There are so many things that Jon and I love about winter that it always comes as a bit of a surprise to feel totally pumped about spring. We have a cold garden, always the last in the neighbourhood to bloom, so it’s not that. It must be the light levels. What is not to love about finishing dinner before the sun sets? My I.Q. mirrors sunrise and sunset, so I get a whole lot more accomplished in the sunny half of the year, and don’t ever ask me something complicated after dark. I have started to locate and rummage through the gardening tools and might even clean and store the winter boots this week. As with snow tires and male mania, timing is king in spring and fall.
When it comes to beating everybody else in the garden to the draw, scylla is the uncontested champ. We began decades ago with a single plant and now these dear sweet bulbs bloom everywhere: they are my favourite spring flowers. I try to corral them in the rock garden, only because it kills me to mow their little blue heads off several weeks from now, but this is an impossible task and so we end up with fanciful mowing patterns. Luckily, they bring me inordinate pleasure and it’s a small price to pay for that brilliance of colour. Within a few days the crocuses will open, happily surprising me yet again because I will be reminded that they in fact are my favourites; masters of survival like the scylla, croci even manufacture a miniature eco-system with their hairy leaves and petals. Before you know it, the blue violets will appear. I usually decide that I like them the best. You might sense a pattern developing. It’s not that I can’t make up my mind; it’s more about being a cheap date, as my husband observes.

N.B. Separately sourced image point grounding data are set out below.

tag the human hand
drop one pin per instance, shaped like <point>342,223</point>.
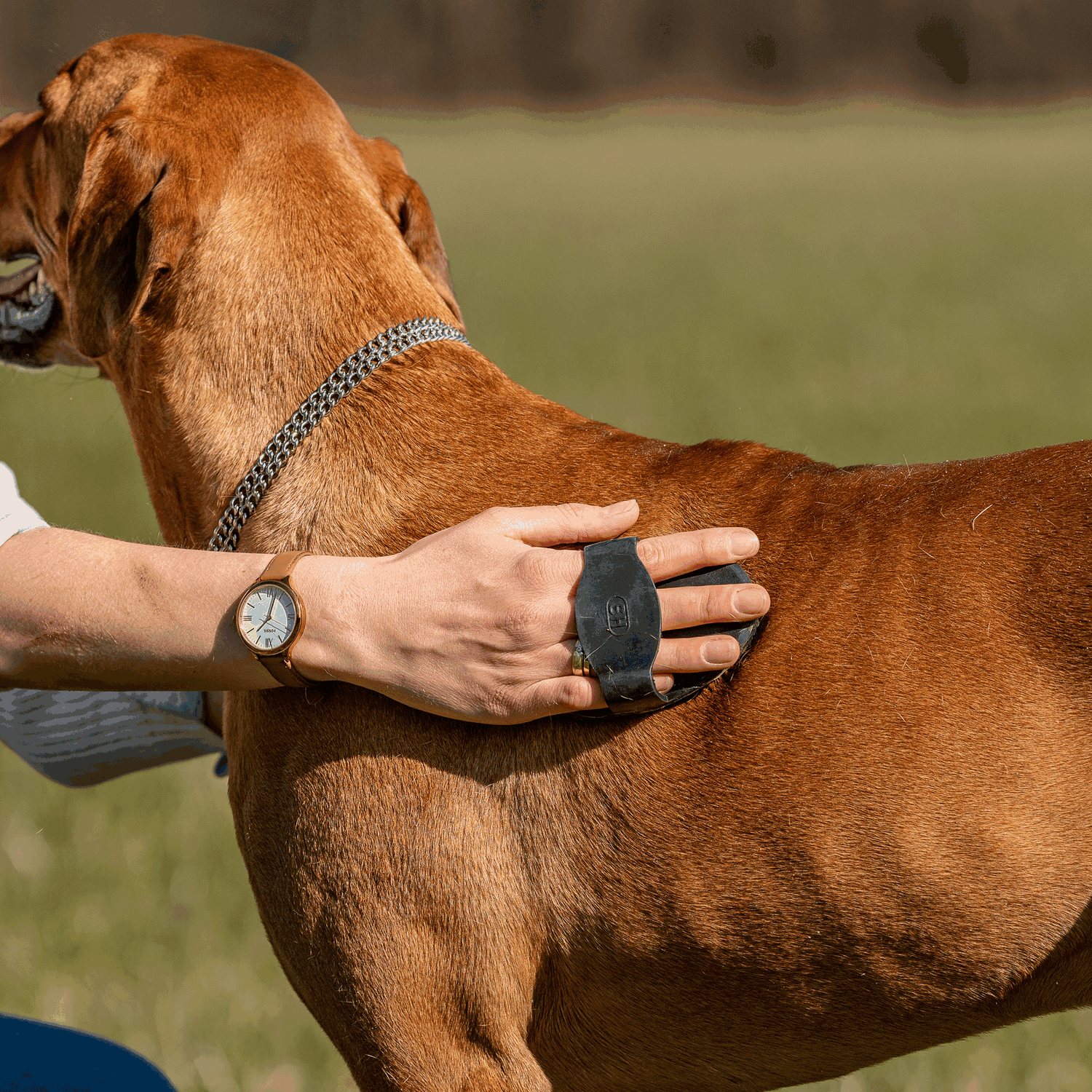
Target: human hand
<point>476,622</point>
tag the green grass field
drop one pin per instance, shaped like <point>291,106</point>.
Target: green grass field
<point>863,283</point>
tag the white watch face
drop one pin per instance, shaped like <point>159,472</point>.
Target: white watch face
<point>266,618</point>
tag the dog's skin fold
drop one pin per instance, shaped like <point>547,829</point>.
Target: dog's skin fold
<point>875,839</point>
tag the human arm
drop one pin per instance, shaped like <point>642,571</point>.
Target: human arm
<point>470,622</point>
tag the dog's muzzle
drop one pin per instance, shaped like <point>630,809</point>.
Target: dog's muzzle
<point>26,304</point>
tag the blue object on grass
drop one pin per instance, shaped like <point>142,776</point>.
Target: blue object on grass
<point>45,1057</point>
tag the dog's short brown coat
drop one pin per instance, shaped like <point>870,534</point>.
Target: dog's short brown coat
<point>875,839</point>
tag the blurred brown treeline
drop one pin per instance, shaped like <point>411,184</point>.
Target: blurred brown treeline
<point>558,54</point>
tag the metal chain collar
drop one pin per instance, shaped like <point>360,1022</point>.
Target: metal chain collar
<point>353,371</point>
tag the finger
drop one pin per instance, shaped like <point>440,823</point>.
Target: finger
<point>555,524</point>
<point>668,556</point>
<point>571,694</point>
<point>697,653</point>
<point>681,607</point>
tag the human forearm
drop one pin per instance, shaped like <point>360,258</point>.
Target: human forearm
<point>79,612</point>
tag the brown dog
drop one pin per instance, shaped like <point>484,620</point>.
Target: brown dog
<point>856,849</point>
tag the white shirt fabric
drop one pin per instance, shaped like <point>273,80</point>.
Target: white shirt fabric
<point>15,513</point>
<point>83,737</point>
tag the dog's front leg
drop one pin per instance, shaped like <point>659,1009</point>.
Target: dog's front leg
<point>391,893</point>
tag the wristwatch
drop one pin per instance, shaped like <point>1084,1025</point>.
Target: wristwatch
<point>271,617</point>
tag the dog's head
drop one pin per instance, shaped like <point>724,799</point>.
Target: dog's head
<point>105,189</point>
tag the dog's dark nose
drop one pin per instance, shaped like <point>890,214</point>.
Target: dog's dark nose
<point>26,299</point>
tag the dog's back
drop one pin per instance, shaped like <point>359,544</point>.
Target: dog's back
<point>873,840</point>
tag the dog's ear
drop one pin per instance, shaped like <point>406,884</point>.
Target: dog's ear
<point>408,207</point>
<point>132,218</point>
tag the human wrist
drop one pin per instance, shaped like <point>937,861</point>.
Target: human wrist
<point>339,640</point>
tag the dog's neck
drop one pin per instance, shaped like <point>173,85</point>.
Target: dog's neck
<point>203,404</point>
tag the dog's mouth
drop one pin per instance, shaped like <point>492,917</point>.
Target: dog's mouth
<point>26,305</point>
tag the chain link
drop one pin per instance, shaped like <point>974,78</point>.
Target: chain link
<point>353,371</point>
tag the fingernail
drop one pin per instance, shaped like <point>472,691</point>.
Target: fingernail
<point>751,600</point>
<point>744,543</point>
<point>720,652</point>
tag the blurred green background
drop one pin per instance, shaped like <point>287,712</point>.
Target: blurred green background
<point>865,283</point>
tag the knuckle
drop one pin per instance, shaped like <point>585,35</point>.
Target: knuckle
<point>653,553</point>
<point>534,568</point>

By then I will be past redemption, hopelessly tantalized by the need to paint something, anything, which is deep blue; keeping that in mind, if you walk past our garden in late April, you might find me doing The Photography Crawl; simply put, I lie prone on the ground, use the close-up lens and try to think like an ant. But digital photography saps the reds so the blues are never right, and I’m tired of guessing. So if you catch me paint-splattered while recumbent or crouched in a flower bed, palette in hand, just do the decent thing, for heaven’s sake. Don’t let on that you saw me. I will do my best to ignore you too. Thank you.